However, Stevens opposed policies that emphasized sex differences and treated men and women differently as she feared such disparities violated the principles of equality which they were striving for through legislation. It was her belief that such legislation curtailed a woman’s choice and hurt her ability to compete with men and placed a burden on the employer.
Consequently, Stevens urged Vergara to oppose the ILO protective legislation policies, including their 1919 Maternity Convention. Moreover, maternity legislation was viewed negatively and stigmatized within mainstream American circles, as public assistance and not as a right. At the time, there was also ambivalence among the mainstream regarding wage-earning motherhood.
However, Latin American feminists like Marta Vergara and MEMCh, the organization she co-founded, supported the inclusion of the provision of the family in labor legislation, and changed the framing around it dislodging it from the penumbras of ‘maternalist’ to defining it as a right for women instead of being regarded as a protective measure. In reframing and redefining women’s rights with respect to maternity legislation, Vergara was able to bring Stevens along in promoting equal rights as well as maternity legislation without further reservation or resistance from Stevens whose goal was to leverage strategically with the Latin American contingent to push the equal rights agenda (Equal Rights Treaty). Eventually, Stevens would publicly advocate for maternity legislation, albeit towards strategic ends.

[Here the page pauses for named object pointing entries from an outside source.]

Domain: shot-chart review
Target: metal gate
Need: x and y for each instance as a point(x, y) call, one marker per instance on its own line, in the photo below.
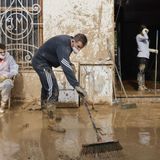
point(21, 28)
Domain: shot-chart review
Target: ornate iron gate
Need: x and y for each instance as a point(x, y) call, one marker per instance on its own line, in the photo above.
point(21, 28)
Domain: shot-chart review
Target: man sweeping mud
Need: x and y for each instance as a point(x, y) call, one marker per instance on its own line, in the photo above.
point(54, 53)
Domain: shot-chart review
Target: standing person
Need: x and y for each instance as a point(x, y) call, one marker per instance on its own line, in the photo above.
point(8, 69)
point(143, 56)
point(54, 53)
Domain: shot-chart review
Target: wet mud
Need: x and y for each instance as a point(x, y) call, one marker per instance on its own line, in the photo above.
point(24, 133)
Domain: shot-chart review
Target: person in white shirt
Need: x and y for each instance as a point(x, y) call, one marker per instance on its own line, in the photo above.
point(143, 56)
point(8, 69)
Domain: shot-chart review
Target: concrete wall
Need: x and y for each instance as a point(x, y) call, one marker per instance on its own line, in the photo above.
point(93, 18)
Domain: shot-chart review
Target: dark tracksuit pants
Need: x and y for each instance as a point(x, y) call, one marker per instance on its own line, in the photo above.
point(49, 90)
point(143, 64)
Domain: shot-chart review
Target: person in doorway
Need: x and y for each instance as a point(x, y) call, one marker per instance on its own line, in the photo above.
point(143, 56)
point(8, 69)
point(54, 53)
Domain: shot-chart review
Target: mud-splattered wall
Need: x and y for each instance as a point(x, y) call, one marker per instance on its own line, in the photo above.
point(92, 17)
point(95, 19)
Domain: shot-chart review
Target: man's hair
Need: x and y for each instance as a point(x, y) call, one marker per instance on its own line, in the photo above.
point(2, 46)
point(81, 37)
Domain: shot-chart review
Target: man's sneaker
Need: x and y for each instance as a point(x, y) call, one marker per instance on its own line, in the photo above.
point(1, 110)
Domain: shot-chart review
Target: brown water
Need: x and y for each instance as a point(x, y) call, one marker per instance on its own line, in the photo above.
point(24, 134)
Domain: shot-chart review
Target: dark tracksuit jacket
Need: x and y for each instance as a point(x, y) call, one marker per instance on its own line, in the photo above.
point(53, 53)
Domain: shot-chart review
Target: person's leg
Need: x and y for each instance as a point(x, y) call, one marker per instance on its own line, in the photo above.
point(49, 94)
point(6, 87)
point(141, 74)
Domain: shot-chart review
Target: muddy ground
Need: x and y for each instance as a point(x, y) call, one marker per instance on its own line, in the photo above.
point(24, 133)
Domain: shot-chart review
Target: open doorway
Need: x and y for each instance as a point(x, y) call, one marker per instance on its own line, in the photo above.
point(129, 15)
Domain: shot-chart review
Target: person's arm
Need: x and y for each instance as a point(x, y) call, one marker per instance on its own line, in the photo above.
point(13, 68)
point(66, 66)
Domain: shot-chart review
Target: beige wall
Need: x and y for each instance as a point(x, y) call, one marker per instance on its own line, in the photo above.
point(93, 18)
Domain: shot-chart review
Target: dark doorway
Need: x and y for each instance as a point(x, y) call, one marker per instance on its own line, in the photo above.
point(129, 15)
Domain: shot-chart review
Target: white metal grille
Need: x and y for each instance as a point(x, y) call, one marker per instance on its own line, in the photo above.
point(21, 28)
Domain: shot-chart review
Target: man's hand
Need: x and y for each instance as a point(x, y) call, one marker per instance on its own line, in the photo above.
point(73, 68)
point(81, 91)
point(2, 78)
point(156, 51)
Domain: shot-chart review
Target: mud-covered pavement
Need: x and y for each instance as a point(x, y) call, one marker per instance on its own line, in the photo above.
point(24, 134)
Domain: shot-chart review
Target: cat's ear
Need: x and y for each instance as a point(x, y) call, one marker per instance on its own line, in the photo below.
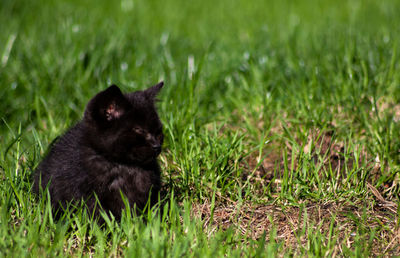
point(106, 106)
point(154, 90)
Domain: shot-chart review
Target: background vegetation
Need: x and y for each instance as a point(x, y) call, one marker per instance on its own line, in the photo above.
point(281, 122)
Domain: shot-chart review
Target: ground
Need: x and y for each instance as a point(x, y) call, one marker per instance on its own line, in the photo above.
point(281, 123)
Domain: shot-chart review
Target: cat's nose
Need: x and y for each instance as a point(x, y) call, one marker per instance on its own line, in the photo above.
point(157, 148)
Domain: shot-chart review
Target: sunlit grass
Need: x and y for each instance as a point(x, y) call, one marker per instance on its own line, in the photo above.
point(281, 121)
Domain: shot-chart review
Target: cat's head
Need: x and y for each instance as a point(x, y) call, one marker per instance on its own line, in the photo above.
point(124, 127)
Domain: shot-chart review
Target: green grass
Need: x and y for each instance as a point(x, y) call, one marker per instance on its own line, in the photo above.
point(281, 121)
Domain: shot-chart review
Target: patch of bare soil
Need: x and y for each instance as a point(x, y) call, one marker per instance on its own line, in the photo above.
point(346, 218)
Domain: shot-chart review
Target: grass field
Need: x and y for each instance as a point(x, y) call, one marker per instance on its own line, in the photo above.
point(282, 123)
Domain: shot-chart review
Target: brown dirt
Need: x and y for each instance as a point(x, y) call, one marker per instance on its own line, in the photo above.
point(288, 221)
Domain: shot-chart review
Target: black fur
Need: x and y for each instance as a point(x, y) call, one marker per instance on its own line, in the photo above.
point(113, 150)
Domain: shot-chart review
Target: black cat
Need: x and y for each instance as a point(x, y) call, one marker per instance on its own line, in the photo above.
point(112, 151)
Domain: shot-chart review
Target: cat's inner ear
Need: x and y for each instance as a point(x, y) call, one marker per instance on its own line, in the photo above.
point(107, 105)
point(112, 112)
point(154, 90)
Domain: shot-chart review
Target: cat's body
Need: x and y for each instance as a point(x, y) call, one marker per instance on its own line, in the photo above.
point(112, 151)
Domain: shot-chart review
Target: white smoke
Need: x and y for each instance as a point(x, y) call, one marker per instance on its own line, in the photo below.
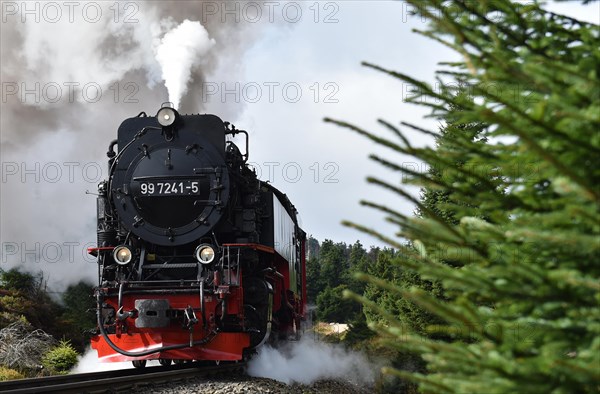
point(67, 85)
point(308, 361)
point(181, 49)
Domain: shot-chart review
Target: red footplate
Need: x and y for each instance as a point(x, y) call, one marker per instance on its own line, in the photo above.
point(225, 346)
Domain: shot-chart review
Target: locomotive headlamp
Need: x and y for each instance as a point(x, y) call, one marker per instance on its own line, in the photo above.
point(122, 254)
point(166, 116)
point(205, 254)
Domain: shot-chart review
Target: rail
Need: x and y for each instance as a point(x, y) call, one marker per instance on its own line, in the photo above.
point(116, 381)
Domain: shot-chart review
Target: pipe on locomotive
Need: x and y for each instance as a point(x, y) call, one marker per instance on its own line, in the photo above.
point(147, 352)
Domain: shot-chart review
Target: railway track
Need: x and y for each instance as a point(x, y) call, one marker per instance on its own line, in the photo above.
point(115, 381)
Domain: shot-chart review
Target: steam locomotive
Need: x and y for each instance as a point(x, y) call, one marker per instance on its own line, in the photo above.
point(197, 258)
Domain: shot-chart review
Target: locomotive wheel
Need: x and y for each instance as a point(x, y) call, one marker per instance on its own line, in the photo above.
point(139, 363)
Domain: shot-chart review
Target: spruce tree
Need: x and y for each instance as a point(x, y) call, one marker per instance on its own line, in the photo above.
point(522, 293)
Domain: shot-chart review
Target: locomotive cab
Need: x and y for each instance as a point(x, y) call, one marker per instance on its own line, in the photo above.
point(195, 254)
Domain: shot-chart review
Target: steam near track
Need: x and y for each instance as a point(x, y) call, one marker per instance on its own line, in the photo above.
point(310, 360)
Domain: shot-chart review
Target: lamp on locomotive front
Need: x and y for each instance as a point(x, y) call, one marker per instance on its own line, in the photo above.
point(167, 116)
point(122, 255)
point(205, 254)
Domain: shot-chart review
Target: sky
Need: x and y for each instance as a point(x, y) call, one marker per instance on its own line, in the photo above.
point(72, 71)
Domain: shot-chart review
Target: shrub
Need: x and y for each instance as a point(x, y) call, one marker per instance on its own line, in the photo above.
point(9, 374)
point(61, 358)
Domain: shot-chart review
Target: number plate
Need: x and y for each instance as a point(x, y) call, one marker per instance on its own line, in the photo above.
point(170, 188)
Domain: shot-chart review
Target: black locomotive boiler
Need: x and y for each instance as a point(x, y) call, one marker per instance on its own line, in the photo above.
point(197, 258)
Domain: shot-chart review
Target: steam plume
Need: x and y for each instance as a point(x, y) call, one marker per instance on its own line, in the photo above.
point(67, 85)
point(307, 361)
point(181, 49)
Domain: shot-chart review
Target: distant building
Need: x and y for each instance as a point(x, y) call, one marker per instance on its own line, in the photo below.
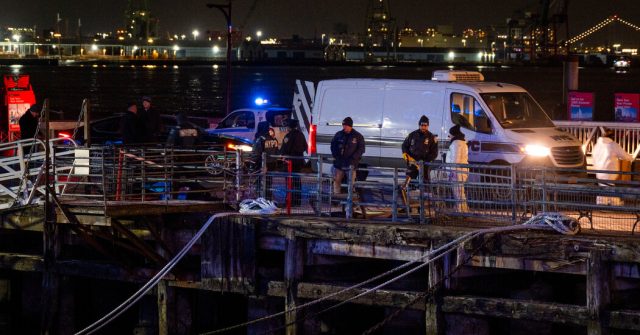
point(140, 24)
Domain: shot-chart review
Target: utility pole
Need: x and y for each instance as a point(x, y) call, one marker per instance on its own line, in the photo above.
point(226, 11)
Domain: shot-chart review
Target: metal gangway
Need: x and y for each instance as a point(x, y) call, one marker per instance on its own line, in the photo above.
point(125, 180)
point(22, 169)
point(626, 134)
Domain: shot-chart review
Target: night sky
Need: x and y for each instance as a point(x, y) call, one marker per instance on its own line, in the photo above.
point(307, 18)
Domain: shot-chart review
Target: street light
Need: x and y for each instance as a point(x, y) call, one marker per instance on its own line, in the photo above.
point(226, 11)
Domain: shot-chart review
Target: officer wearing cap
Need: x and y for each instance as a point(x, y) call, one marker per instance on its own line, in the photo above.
point(347, 147)
point(420, 145)
point(151, 121)
point(294, 145)
point(130, 126)
point(29, 123)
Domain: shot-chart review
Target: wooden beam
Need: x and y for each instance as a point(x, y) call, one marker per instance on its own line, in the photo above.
point(293, 267)
point(537, 311)
point(518, 263)
point(516, 309)
point(433, 313)
point(367, 250)
point(381, 298)
point(599, 279)
point(162, 297)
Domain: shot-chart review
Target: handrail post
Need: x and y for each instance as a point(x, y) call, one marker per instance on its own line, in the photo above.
point(319, 190)
point(104, 184)
point(143, 173)
point(394, 205)
point(513, 194)
point(263, 176)
point(421, 185)
point(544, 189)
point(224, 175)
point(349, 209)
point(238, 171)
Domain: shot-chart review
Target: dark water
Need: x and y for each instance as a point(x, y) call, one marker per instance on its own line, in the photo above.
point(200, 90)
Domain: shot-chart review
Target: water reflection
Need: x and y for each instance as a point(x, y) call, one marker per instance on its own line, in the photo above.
point(201, 91)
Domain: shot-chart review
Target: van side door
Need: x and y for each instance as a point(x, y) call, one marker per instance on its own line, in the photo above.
point(476, 122)
point(402, 110)
point(363, 105)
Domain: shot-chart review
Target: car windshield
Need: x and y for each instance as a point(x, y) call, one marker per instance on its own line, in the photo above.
point(516, 110)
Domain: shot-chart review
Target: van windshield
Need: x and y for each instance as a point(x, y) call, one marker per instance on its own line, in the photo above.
point(516, 110)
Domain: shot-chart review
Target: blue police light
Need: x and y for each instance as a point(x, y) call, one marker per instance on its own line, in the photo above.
point(261, 101)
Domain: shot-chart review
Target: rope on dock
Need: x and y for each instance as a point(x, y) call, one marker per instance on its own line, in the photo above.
point(542, 221)
point(152, 282)
point(250, 206)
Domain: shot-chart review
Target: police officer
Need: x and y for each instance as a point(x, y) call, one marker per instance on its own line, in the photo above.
point(294, 144)
point(29, 123)
point(347, 147)
point(265, 142)
point(420, 145)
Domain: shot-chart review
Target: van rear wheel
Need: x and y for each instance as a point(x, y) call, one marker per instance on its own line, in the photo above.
point(492, 185)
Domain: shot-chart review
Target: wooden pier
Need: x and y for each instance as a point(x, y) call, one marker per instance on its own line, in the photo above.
point(249, 267)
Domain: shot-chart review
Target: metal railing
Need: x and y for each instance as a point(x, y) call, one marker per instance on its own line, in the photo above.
point(626, 134)
point(442, 193)
point(143, 174)
point(22, 169)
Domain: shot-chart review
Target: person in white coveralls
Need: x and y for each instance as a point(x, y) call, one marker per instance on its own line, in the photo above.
point(606, 156)
point(458, 154)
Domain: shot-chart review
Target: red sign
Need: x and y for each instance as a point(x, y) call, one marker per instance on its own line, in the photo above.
point(18, 97)
point(626, 107)
point(580, 106)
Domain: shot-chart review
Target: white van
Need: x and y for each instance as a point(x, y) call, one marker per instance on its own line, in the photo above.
point(503, 124)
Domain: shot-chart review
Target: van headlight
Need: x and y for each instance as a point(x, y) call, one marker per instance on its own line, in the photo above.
point(536, 150)
point(240, 147)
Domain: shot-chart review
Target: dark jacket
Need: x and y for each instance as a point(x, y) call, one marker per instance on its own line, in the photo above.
point(152, 124)
point(264, 143)
point(421, 146)
point(294, 144)
point(347, 149)
point(131, 130)
point(28, 125)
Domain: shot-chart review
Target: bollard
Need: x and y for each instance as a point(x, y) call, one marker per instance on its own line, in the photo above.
point(394, 205)
point(421, 185)
point(238, 172)
point(263, 174)
point(319, 192)
point(289, 185)
point(349, 210)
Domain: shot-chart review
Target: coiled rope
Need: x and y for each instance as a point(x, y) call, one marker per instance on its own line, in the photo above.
point(250, 208)
point(543, 221)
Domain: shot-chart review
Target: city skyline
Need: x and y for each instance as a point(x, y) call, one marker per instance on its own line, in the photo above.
point(306, 18)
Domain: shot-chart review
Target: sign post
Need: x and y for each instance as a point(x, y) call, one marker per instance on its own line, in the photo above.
point(580, 106)
point(626, 107)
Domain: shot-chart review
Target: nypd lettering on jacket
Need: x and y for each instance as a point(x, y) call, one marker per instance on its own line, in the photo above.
point(421, 146)
point(347, 149)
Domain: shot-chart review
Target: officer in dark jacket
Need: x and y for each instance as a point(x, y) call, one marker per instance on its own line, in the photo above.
point(294, 144)
point(29, 123)
point(265, 143)
point(420, 145)
point(347, 147)
point(151, 121)
point(131, 128)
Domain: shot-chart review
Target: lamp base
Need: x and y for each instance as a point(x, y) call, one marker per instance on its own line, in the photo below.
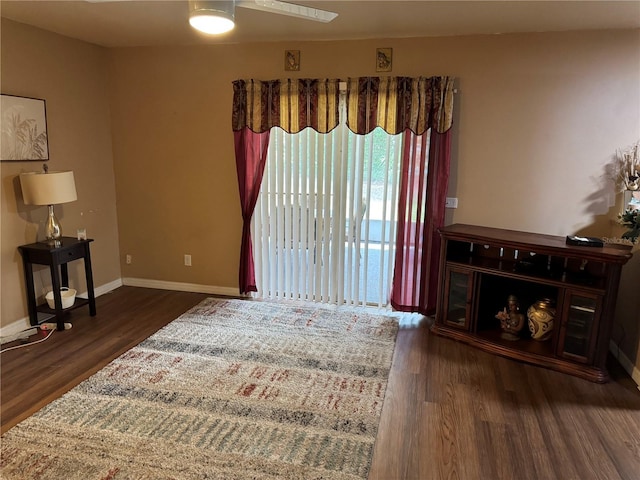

In the end, through the collaboration between Marta Vergara and Doris Stevens, we see how compromise was reached in the seemingly divergent feminist strains, and there emerged a reconciliation of what we could view as the individualist and relational feminist dichotomy. Vergara who appears to manifest the ideals of the relational approach, with its focus on maternity legislation embraced equal political, social, and economic rights and advanced voting rights. Similarly, Doris Stevens who appears to espouse the existentialist ideals of the individualist approach, which de-emphasized sex differences, would go on to promote maternity legislation.